4 de Novembro de 2015 / às 14:46 / 2 anos atrás

Greve da Petrobras avança para 47 unidades marítimas em Campos, diz sindicato

Faixa de greve na Refinaria Duque de Caxias, da Petrobras, no Rio de Janeiro. 03/11/2015 REUTERS/Ricardo Moraes

RIO DE JANEIRO (Reuters) - A greve dos funcionários da Petrobras continua crescente e atinge nesta quarta-feira 47 unidades marítimas da Bacia de Campos, contra 45 na terça-feira, segundo o último levantamento do Sindipetro Norte Fluminense (Sindipetro-NF).

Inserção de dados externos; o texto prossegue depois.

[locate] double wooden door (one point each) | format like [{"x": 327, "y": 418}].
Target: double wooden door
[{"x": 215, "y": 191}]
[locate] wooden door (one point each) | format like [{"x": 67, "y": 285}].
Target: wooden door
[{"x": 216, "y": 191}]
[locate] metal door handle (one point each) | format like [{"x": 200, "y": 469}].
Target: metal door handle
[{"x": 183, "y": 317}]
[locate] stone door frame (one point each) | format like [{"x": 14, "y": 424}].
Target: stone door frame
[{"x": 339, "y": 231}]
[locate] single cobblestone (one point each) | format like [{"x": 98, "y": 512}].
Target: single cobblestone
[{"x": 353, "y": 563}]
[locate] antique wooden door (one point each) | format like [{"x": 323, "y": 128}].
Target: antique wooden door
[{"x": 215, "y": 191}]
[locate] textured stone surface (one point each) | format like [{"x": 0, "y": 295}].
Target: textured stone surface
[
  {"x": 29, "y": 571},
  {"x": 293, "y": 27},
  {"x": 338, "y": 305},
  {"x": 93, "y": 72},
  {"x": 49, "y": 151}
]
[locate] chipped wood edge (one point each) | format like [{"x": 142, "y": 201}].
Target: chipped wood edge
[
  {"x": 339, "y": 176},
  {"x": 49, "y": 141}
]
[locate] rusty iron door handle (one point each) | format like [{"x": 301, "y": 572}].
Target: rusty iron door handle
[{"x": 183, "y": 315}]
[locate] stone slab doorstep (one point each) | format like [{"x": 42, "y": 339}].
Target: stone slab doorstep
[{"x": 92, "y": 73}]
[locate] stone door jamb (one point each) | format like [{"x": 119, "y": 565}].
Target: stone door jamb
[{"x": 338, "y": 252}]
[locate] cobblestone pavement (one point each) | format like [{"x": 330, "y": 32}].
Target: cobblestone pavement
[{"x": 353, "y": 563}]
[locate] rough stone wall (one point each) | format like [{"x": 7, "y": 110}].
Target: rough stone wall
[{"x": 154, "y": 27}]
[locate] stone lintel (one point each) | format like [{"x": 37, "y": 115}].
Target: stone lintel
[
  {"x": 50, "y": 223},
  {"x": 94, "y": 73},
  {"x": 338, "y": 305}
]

O movimento teve a adesão da sonda P-16 e da plataforma PCP-2, além do Terminal de Cabiúnas, em Macaé.

Das 47 unidades, 31 estão com as atividades completamente paralisadas (28 plataformas e três Unidades de Manutenção e Serviço), outras sete estão com produção restrita e nove tiveram a operação assumida por equipes de contingência da Petrobras.

Campos é atualmente responsável por 64 por cento da produção brasileira de petróleo, segundo dados publicados na terça-feira pela agência reguladora do setor de petróleo no Brasil (ANP).

O sindicato não informou qual o impacto da paralisação na produção da petrobras nesta quarta-feira.

Procurada, a Petrobras ainda não apresentou informações atualizadas sobre a greve e os seus impactos nesta quarta-feira.

Na terça-feira, a Petrobras admitiu em um comunicado uma redução de 8,5 por cento na produção diária de petróleo em relação aos níveis anteriores à greve.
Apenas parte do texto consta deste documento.